Children born to foreign residents, whether unregistered, registered, or permanent, remain foreigners. They make up .94% of primary school children in Tokyo, 1.10% of junior high school students in Tokyo, but then — after compulsory education ends — only .67% of high school students in Tokyo. The steep drop is due to the Japanese-language high school entrance exams, which require students to pass subject exams in the fields of Japanese (language and culture), English, and Mathematics. So while 97.7% of Japanese students continue into high school, foreign-born students are barred by the language barrier, becoming a burden on society. The Japanese government refuses to make any allowances for them, however, in terms of offering non-Japanese-language entrance exams or extra tutoring.

That’s where Multicultural Center Tokyo comes in. We visited it on Saturday afternoon, after spending the morning at the Heiseikan building’s exhibit in the Tokyo National Museum. It is located in a battered old ex-high school building in a residential part of Tokyo.

Run by a Chinese-born woman who faced the same language barriers as a child, the Multicultural Center performs outreach to foreign residents, offering after-school and weekend tutoring designed especially to help them pass the Japanese high school entrance exams. Few do. We met the director and several volunteers from Japan and other countries. Japanese volunteer tutor Yukari Watanabe gave us a preliminary lecture and translated some words and exchanges with the director, and UBS Securities Japan Ltd representative Dominique Pang, who also volunteers there and represents his corporation, which donates to the center, also showed us around. His corporation and The Gap are the only two that offer money to the nonprofit center; no Japanese companies or organizations do.
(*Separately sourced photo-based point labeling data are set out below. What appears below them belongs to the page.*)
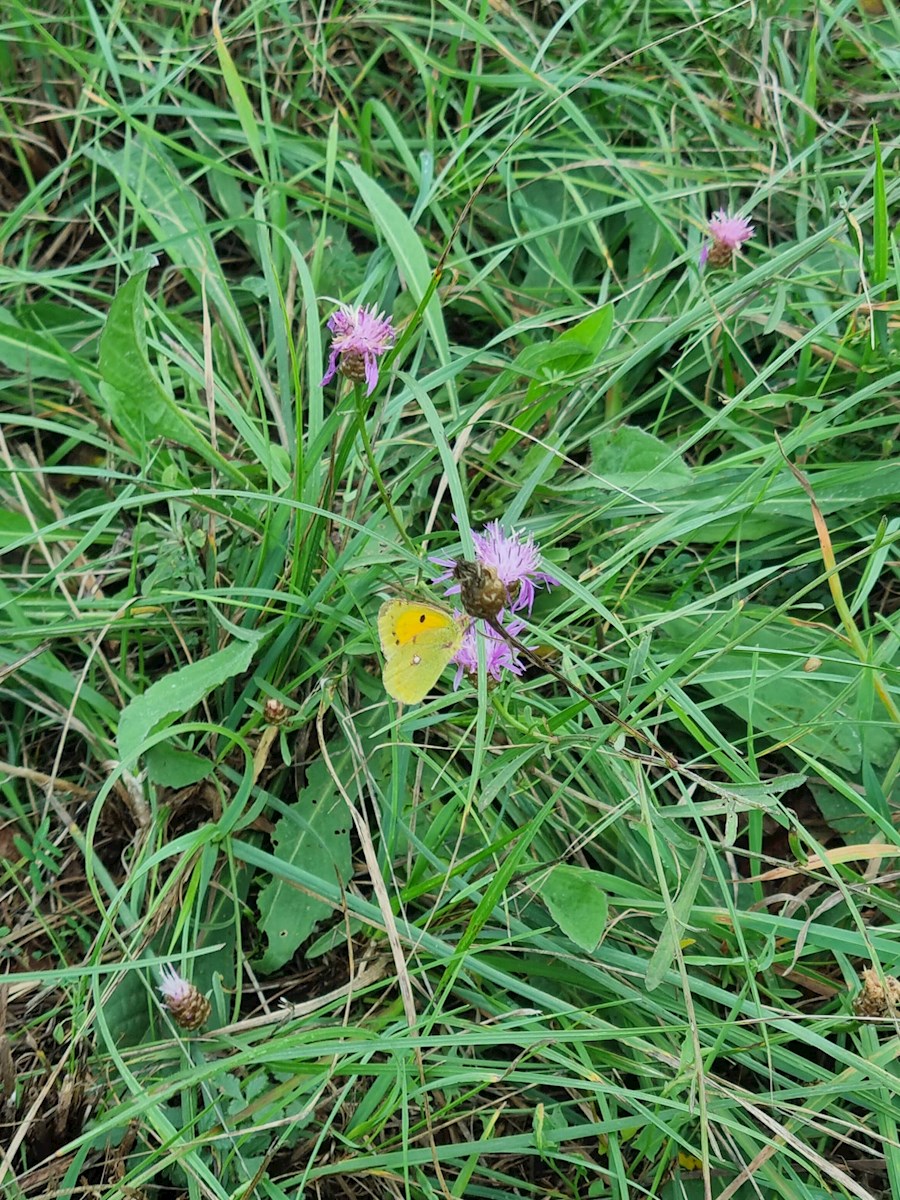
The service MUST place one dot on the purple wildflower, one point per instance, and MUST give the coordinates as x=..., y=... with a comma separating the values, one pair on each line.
x=516, y=559
x=729, y=235
x=499, y=655
x=360, y=336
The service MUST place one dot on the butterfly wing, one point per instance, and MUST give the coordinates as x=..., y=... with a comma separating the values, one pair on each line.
x=418, y=641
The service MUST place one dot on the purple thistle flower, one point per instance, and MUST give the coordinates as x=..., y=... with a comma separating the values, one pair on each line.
x=729, y=235
x=359, y=337
x=516, y=559
x=499, y=655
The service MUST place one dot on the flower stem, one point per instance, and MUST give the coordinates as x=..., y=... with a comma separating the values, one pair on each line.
x=373, y=467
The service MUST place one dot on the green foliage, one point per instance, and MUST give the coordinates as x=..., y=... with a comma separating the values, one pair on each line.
x=495, y=945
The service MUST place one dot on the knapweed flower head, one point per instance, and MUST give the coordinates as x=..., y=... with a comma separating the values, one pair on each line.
x=514, y=557
x=189, y=1007
x=359, y=337
x=499, y=655
x=729, y=235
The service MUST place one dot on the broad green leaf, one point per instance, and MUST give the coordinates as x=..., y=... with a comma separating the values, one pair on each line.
x=678, y=922
x=635, y=460
x=138, y=405
x=313, y=833
x=171, y=767
x=178, y=693
x=173, y=214
x=576, y=900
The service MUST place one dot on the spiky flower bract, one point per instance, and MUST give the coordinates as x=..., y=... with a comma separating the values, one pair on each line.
x=187, y=1005
x=729, y=235
x=514, y=557
x=360, y=335
x=499, y=655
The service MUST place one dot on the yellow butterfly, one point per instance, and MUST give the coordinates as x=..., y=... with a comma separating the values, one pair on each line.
x=418, y=641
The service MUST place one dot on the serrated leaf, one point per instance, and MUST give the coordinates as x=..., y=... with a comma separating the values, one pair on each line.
x=177, y=693
x=313, y=833
x=576, y=900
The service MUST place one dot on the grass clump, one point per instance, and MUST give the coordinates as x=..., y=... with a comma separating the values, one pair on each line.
x=495, y=943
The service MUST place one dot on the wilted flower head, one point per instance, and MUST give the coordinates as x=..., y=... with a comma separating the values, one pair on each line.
x=729, y=234
x=499, y=655
x=360, y=336
x=514, y=557
x=189, y=1007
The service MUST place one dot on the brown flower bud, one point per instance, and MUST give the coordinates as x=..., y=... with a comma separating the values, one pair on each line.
x=877, y=999
x=189, y=1007
x=353, y=366
x=275, y=712
x=481, y=591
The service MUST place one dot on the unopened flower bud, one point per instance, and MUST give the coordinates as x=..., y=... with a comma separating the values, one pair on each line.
x=275, y=712
x=189, y=1007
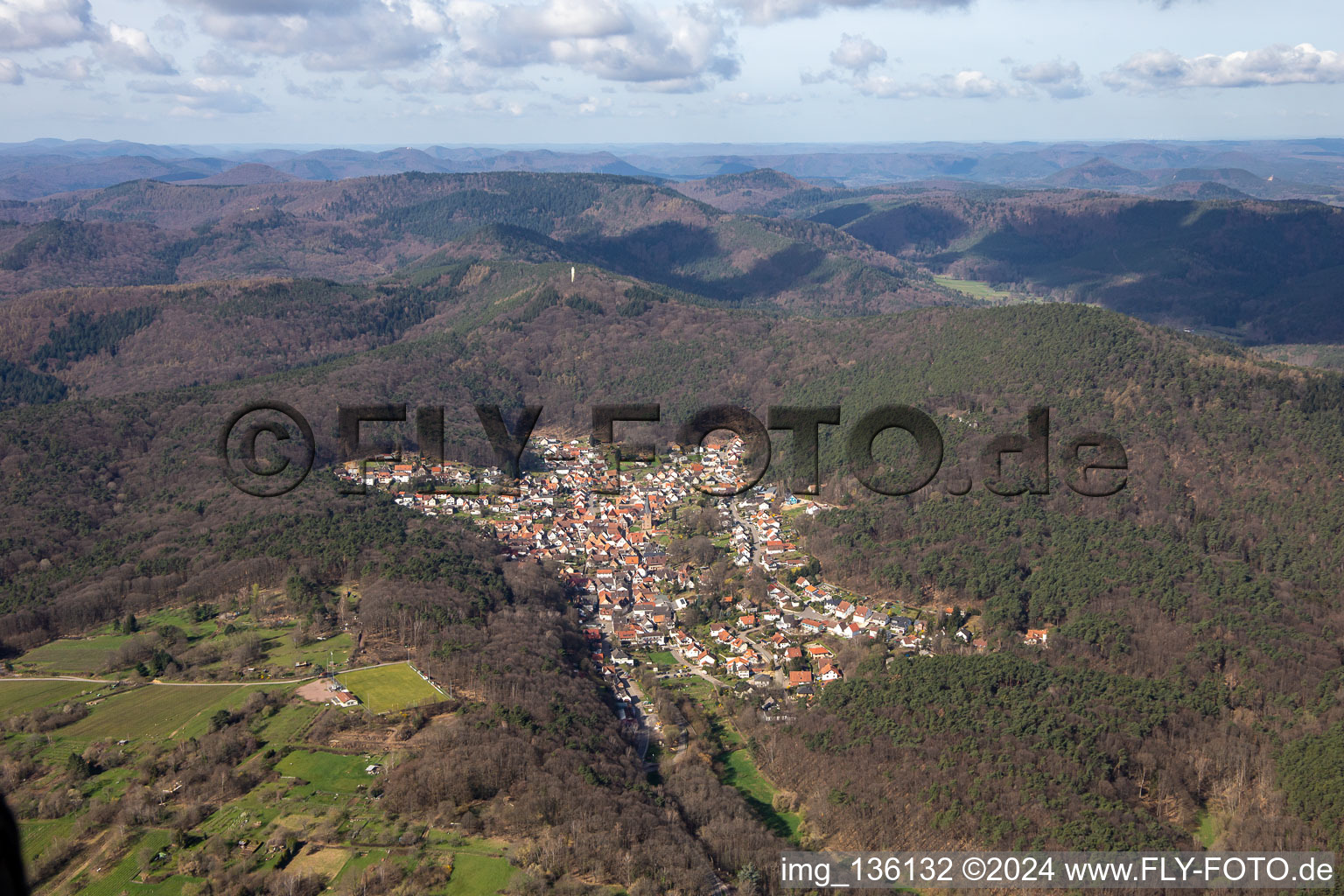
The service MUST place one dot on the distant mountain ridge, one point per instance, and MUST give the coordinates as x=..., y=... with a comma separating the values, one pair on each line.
x=1277, y=170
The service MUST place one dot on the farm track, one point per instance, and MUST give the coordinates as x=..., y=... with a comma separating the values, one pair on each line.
x=193, y=684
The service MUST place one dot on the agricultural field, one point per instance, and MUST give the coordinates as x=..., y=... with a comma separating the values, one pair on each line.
x=286, y=725
x=324, y=861
x=479, y=875
x=980, y=289
x=39, y=835
x=72, y=655
x=390, y=688
x=19, y=696
x=739, y=771
x=158, y=712
x=328, y=771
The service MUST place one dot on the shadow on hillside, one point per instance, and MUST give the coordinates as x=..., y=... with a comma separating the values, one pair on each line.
x=692, y=260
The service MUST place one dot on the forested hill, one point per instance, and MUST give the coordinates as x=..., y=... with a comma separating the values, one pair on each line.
x=1195, y=659
x=359, y=230
x=1266, y=271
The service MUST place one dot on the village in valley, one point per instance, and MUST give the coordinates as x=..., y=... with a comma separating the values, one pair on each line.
x=668, y=569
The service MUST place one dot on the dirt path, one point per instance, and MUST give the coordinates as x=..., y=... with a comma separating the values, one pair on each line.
x=195, y=684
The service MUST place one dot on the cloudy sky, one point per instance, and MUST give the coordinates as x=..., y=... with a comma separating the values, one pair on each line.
x=573, y=72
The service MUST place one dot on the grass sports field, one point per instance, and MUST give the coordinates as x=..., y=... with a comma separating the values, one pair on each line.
x=388, y=688
x=479, y=875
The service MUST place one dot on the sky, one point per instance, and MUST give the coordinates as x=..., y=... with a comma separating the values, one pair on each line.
x=631, y=72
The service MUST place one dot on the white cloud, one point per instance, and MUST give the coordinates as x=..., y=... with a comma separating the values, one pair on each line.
x=964, y=85
x=122, y=47
x=74, y=69
x=1271, y=66
x=34, y=24
x=218, y=63
x=672, y=49
x=761, y=12
x=203, y=97
x=463, y=77
x=341, y=35
x=857, y=54
x=172, y=30
x=318, y=90
x=1060, y=80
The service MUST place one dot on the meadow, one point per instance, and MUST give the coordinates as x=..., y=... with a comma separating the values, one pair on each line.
x=19, y=696
x=328, y=771
x=158, y=712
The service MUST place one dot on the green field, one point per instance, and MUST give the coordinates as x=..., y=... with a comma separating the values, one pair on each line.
x=388, y=688
x=288, y=724
x=359, y=864
x=741, y=773
x=980, y=289
x=39, y=835
x=158, y=712
x=19, y=696
x=89, y=655
x=479, y=875
x=72, y=655
x=122, y=878
x=283, y=653
x=328, y=770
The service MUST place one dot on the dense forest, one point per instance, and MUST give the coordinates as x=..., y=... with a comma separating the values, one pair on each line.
x=1195, y=652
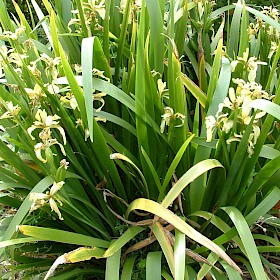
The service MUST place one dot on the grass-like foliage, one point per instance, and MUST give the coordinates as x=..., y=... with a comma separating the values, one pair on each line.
x=139, y=140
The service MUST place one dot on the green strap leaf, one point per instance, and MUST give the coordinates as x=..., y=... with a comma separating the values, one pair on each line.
x=24, y=209
x=193, y=173
x=165, y=245
x=121, y=241
x=177, y=222
x=153, y=266
x=62, y=236
x=248, y=241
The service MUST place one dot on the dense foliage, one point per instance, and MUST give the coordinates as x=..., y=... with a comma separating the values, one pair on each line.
x=139, y=140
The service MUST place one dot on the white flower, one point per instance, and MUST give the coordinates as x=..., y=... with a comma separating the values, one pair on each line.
x=210, y=123
x=13, y=36
x=11, y=112
x=168, y=116
x=161, y=87
x=46, y=123
x=41, y=199
x=99, y=97
x=39, y=147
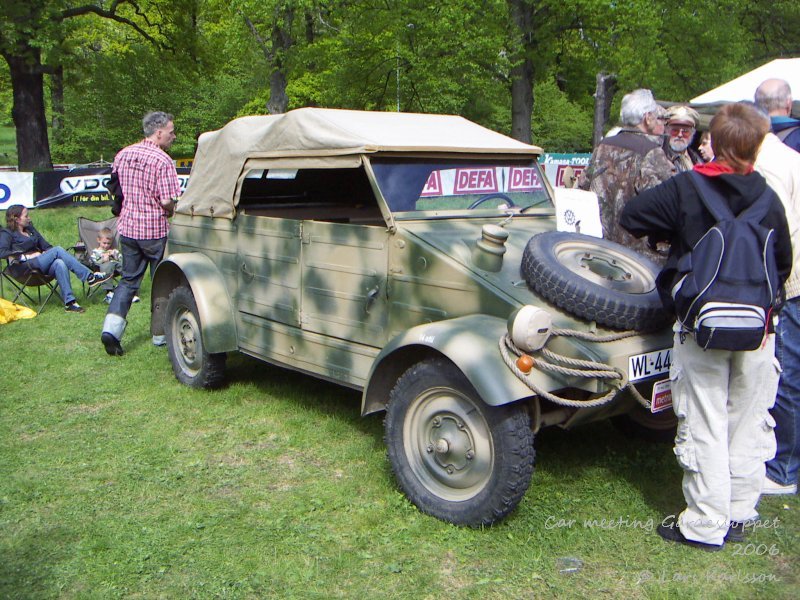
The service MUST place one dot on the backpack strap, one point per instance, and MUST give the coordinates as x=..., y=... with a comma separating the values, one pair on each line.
x=718, y=207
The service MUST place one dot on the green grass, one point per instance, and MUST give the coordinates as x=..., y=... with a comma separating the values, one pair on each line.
x=117, y=481
x=8, y=146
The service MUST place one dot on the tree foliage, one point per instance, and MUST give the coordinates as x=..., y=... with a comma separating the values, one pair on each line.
x=101, y=64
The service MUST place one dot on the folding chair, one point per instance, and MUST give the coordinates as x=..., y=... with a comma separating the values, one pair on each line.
x=24, y=280
x=88, y=231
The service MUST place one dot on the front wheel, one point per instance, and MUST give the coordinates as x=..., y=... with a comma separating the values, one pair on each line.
x=455, y=457
x=191, y=363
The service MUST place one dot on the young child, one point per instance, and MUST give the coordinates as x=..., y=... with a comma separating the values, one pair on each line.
x=107, y=260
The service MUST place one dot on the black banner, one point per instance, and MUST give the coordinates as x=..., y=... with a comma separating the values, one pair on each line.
x=80, y=187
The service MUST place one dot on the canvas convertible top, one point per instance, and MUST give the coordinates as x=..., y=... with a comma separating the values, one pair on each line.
x=323, y=137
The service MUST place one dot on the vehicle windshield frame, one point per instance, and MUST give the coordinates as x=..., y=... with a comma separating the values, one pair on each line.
x=436, y=187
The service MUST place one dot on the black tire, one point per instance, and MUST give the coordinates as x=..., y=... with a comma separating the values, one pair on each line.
x=455, y=457
x=191, y=363
x=641, y=424
x=595, y=279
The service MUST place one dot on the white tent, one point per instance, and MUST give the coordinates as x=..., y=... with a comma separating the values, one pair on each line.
x=743, y=88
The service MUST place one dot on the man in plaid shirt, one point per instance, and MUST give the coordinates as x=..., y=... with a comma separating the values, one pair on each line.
x=149, y=186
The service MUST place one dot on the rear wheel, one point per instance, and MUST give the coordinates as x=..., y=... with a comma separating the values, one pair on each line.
x=455, y=457
x=191, y=363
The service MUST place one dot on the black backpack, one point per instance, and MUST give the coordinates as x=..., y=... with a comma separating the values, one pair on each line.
x=728, y=283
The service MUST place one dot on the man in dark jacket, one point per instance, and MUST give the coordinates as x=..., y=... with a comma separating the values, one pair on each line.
x=721, y=398
x=628, y=163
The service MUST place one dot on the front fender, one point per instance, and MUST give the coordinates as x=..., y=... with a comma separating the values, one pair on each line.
x=470, y=342
x=214, y=305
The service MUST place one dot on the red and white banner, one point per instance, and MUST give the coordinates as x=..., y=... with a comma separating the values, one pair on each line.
x=481, y=180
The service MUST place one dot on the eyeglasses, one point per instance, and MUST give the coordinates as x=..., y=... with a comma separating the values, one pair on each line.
x=678, y=130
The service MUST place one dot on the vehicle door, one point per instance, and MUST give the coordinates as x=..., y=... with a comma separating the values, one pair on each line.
x=344, y=268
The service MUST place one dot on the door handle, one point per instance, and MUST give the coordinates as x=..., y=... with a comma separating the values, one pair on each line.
x=247, y=274
x=371, y=296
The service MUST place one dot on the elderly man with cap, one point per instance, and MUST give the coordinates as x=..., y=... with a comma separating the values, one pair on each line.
x=775, y=97
x=627, y=163
x=680, y=128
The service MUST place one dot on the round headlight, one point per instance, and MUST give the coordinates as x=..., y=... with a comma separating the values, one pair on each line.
x=529, y=328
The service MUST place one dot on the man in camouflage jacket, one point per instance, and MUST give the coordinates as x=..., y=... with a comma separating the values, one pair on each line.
x=625, y=164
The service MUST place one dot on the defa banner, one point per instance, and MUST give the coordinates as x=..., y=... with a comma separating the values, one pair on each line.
x=16, y=188
x=80, y=187
x=481, y=180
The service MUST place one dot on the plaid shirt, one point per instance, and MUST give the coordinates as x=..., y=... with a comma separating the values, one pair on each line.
x=148, y=177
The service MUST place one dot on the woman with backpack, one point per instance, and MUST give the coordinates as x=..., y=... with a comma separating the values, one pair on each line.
x=721, y=394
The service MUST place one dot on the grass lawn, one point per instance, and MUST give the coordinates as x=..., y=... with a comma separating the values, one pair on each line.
x=117, y=481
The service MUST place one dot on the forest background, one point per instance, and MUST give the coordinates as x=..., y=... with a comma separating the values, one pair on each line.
x=78, y=75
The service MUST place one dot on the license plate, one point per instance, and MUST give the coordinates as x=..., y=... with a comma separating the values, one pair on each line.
x=649, y=364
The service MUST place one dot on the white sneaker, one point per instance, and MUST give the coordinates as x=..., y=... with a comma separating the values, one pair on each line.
x=773, y=488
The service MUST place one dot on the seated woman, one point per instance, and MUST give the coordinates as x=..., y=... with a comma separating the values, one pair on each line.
x=21, y=243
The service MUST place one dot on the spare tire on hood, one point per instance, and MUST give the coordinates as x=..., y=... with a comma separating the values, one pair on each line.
x=595, y=279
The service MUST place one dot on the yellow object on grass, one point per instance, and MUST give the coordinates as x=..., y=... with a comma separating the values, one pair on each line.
x=11, y=312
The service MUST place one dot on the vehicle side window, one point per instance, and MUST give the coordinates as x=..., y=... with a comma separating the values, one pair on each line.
x=332, y=195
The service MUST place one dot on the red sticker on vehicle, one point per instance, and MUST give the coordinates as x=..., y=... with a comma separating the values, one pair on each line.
x=523, y=180
x=662, y=396
x=475, y=181
x=433, y=187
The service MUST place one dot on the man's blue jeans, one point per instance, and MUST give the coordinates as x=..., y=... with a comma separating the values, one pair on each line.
x=57, y=263
x=136, y=256
x=783, y=468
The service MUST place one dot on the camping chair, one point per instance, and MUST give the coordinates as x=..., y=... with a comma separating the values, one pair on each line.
x=88, y=231
x=24, y=281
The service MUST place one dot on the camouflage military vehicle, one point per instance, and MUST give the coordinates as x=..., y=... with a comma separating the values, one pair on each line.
x=414, y=258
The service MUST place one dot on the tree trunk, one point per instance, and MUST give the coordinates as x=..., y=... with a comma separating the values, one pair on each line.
x=57, y=99
x=522, y=73
x=28, y=113
x=278, y=100
x=603, y=96
x=522, y=101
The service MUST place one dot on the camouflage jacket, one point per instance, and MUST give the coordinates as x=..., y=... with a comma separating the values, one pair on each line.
x=621, y=167
x=683, y=161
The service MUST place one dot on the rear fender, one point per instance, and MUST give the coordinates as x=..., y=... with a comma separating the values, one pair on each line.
x=214, y=305
x=470, y=342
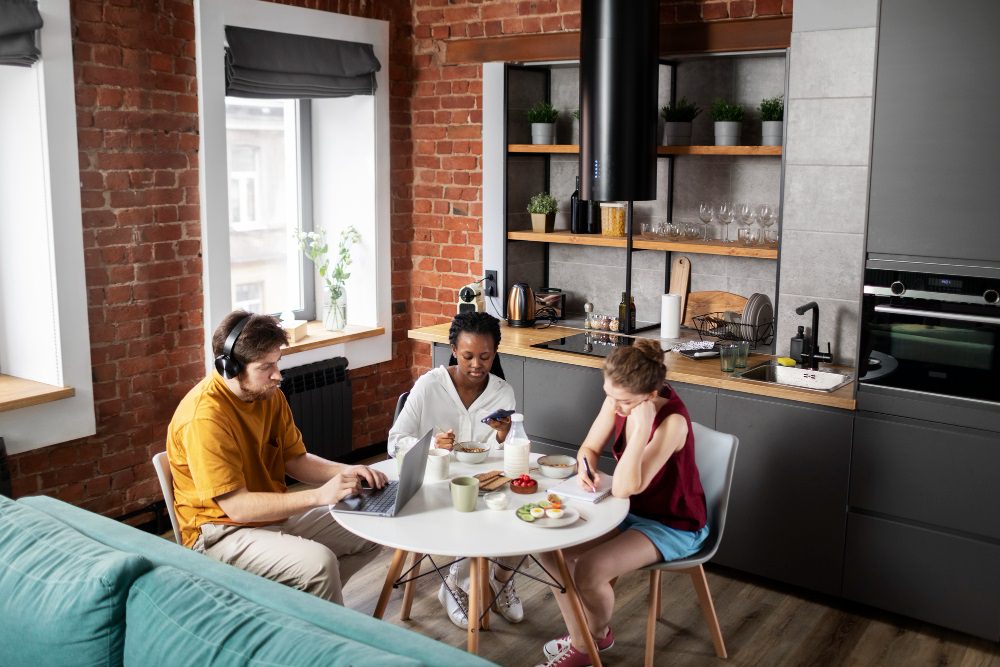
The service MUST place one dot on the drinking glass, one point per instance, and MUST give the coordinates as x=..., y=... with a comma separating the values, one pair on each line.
x=726, y=213
x=727, y=357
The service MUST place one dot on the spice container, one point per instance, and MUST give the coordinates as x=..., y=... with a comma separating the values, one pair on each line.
x=613, y=219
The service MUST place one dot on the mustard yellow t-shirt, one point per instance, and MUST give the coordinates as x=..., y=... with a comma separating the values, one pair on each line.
x=217, y=443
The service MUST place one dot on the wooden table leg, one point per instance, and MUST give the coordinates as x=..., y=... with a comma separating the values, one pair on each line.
x=581, y=619
x=404, y=612
x=475, y=603
x=395, y=567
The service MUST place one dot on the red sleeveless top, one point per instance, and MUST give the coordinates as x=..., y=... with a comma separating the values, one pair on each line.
x=674, y=497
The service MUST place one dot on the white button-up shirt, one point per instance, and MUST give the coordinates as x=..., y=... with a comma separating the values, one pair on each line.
x=434, y=403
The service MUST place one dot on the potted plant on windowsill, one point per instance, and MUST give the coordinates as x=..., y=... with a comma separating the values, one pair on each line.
x=728, y=117
x=315, y=247
x=677, y=119
x=542, y=208
x=542, y=117
x=772, y=114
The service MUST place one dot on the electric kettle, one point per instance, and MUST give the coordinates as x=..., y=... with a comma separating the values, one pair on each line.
x=521, y=306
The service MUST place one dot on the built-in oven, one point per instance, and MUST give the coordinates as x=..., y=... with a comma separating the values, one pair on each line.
x=931, y=333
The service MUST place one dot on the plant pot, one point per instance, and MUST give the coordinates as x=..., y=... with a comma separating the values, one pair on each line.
x=677, y=133
x=727, y=133
x=770, y=133
x=335, y=313
x=542, y=222
x=543, y=133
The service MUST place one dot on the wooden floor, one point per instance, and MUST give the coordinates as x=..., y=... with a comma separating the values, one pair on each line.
x=763, y=624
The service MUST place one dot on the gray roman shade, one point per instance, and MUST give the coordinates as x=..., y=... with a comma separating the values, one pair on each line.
x=19, y=21
x=261, y=63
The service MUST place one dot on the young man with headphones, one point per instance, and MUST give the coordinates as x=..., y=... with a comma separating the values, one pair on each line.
x=230, y=444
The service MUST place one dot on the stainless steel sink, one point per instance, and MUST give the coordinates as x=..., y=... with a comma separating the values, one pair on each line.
x=801, y=378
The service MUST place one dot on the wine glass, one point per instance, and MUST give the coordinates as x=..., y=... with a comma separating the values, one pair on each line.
x=727, y=213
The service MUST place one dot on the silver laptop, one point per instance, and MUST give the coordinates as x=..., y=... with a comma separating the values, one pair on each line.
x=390, y=499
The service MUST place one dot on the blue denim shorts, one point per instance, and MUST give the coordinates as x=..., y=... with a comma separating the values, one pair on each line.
x=672, y=543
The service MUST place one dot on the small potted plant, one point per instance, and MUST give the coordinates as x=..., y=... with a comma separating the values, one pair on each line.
x=542, y=208
x=728, y=117
x=677, y=119
x=772, y=113
x=543, y=117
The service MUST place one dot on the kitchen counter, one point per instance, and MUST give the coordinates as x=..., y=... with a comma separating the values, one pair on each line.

Our students were startled to learn that Japanese culture, in general, places no ideological value on encouraging diversity and does not have a “service” mindset when it comes to helping non-Japanese residents. American students, by contrast, are increasingly encouraged to think in terms of service (volunteering at Habitat for Humanity or doing organized public area clean-ups or working at charity events, for example), and this is especially true at California Lutheran University, where we consider service to the world an important part of educating students to become global leaders.

Our students spent several hours at the center, chatting with a couple of Chinese students attending the center for English class. At least two of our students hope to come back over winter break next year to do volunteer work — they exchanged cards with Watanabe and Pang and were speaking excitedly afterwards about how they might be able to gather textbooks or other materials from the U.S. to mail back. I’m very proud of them, and I hope they follow through! I’ll mention the organization to our Study Abroad coordinator, and perhaps we can encourage our students studying in Tokyo to volunteer there or at least participate in some of the annual charity runs the UBS group organizes, part of which helps fund the center.